In an accompanying editorial, Zoe K. McQuilten, MBBS, PhD, and D. James Cooper, BMBS, MD, of the Australian and New Zealand Intensive Care Research Centre at Monash University in Melbourne, Australia, wrote that the research “demonstrates the feasibility of large, internationally collaborative randomized trials to address evidence gaps in transfusion medicine involving pediatric patients.” McQuilten and Cooper also wrote that the analysis provides key data to “support the safety of current international transfusion practice in regard to allocation of red blood cells for transfusion in critically ill children.”
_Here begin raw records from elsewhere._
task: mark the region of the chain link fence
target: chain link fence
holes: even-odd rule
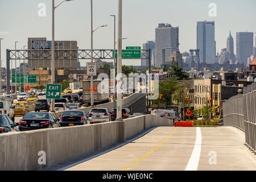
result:
[[[243,131],[246,145],[256,152],[256,83],[244,88],[243,93],[230,97],[223,105],[224,126]]]

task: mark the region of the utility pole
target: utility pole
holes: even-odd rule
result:
[[[122,0],[118,3],[118,49],[117,60],[117,121],[122,121]]]

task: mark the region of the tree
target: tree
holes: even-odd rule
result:
[[[172,75],[177,76],[177,80],[186,80],[189,77],[189,75],[186,72],[183,71],[182,68],[179,67],[176,65],[172,65],[168,68],[168,70]]]

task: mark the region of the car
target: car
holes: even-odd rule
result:
[[[72,94],[73,98],[74,99],[73,102],[78,102],[80,105],[82,104],[82,98],[79,96],[77,94]]]
[[[199,117],[196,118],[197,120],[204,120],[204,117],[201,115],[200,115]]]
[[[60,117],[60,126],[88,124],[87,116],[82,110],[64,111]]]
[[[140,115],[143,115],[143,114],[140,113],[133,113],[133,115],[131,115],[131,118],[134,118],[137,116],[140,116]]]
[[[131,94],[130,92],[129,89],[122,89],[122,94],[123,96],[129,96]]]
[[[6,114],[0,114],[0,134],[19,131],[16,127],[19,125],[19,123],[14,123]]]
[[[67,98],[61,98],[60,99],[55,99],[55,103],[65,103],[68,104],[69,103],[69,101]]]
[[[67,106],[68,106],[69,110],[79,109],[80,107],[77,103],[69,103],[67,104]]]
[[[42,91],[42,90],[38,90],[38,92],[36,92],[36,95],[37,96],[43,96],[43,91]]]
[[[33,102],[33,101],[36,101],[36,100],[38,99],[38,97],[37,96],[29,96],[27,98],[27,102]]]
[[[50,109],[50,101],[48,99],[39,99],[35,104],[35,111],[39,111],[42,110],[49,112]]]
[[[14,121],[14,106],[9,101],[0,101],[0,114],[6,114],[11,120]]]
[[[70,103],[73,103],[73,98],[72,97],[72,96],[71,95],[64,95],[63,96],[61,97],[61,98],[67,98],[68,99],[68,100],[69,101]]]
[[[65,93],[65,94],[67,94],[67,93],[72,93],[72,89],[70,89],[70,88],[65,89],[64,90],[64,93]]]
[[[25,115],[28,113],[28,108],[24,104],[17,102],[14,106],[14,115]]]
[[[30,112],[26,114],[19,121],[19,130],[27,131],[59,127],[59,119],[55,119],[50,113]]]
[[[27,100],[28,94],[26,92],[22,92],[19,93],[17,96],[18,101],[26,101]]]
[[[30,91],[30,92],[28,92],[28,94],[30,96],[35,96],[35,93],[34,91]]]
[[[68,107],[65,103],[55,103],[54,104],[54,108],[56,111],[60,111],[68,110]]]
[[[113,108],[110,111],[111,120],[115,121],[117,118],[117,107]],[[122,118],[127,119],[131,117],[130,109],[122,108]]]
[[[91,123],[111,121],[110,115],[106,108],[92,108],[88,114],[88,120]]]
“The impact of this trial acutely will be that children’s hospitals may re-think current policies that preferentially use fresh red cells for certain patient populations,” such as infants, patients undergoing cardiac surgery and patients with sickle cell disease, Spinella said. “In the longer term, it will motivate investigators to determine what are the most accurate quality metrics for red cells that reflect efficacy in delivering oxygen and also their safety.” – by Eamon Dreisbach

References:

McQuilten ZK, et al. JAMA. 2019; doi:10.1001/jama.2019.17476.

Spinella PC, et al. JAMA. 2019;doi:10.1001/jama.2019.17478.

Disclosures: Cooper reports receiving grants from the Australian National Health and Medical Research Council (NHMRC), the Health Research Council of New Zealand and the Irish Health Research Board and receiving support from the Australian Red Cross Blood Service, the NHMRC and Eustralis Pharmaceuticals. McQuilten reports receiving funding from the NHMRC and the Australian Red Cross Blood service. Spinella reports serving as a consultant for Hemanext, that his institution received funding for the trial, and to having equity in KaloCyte and receiving grants from KaloCyte, the National Heart, Lung, and Blood Institute and the U.S. Department of Defense. Please see the study for a list of the other authors’ relevant financial disclosures.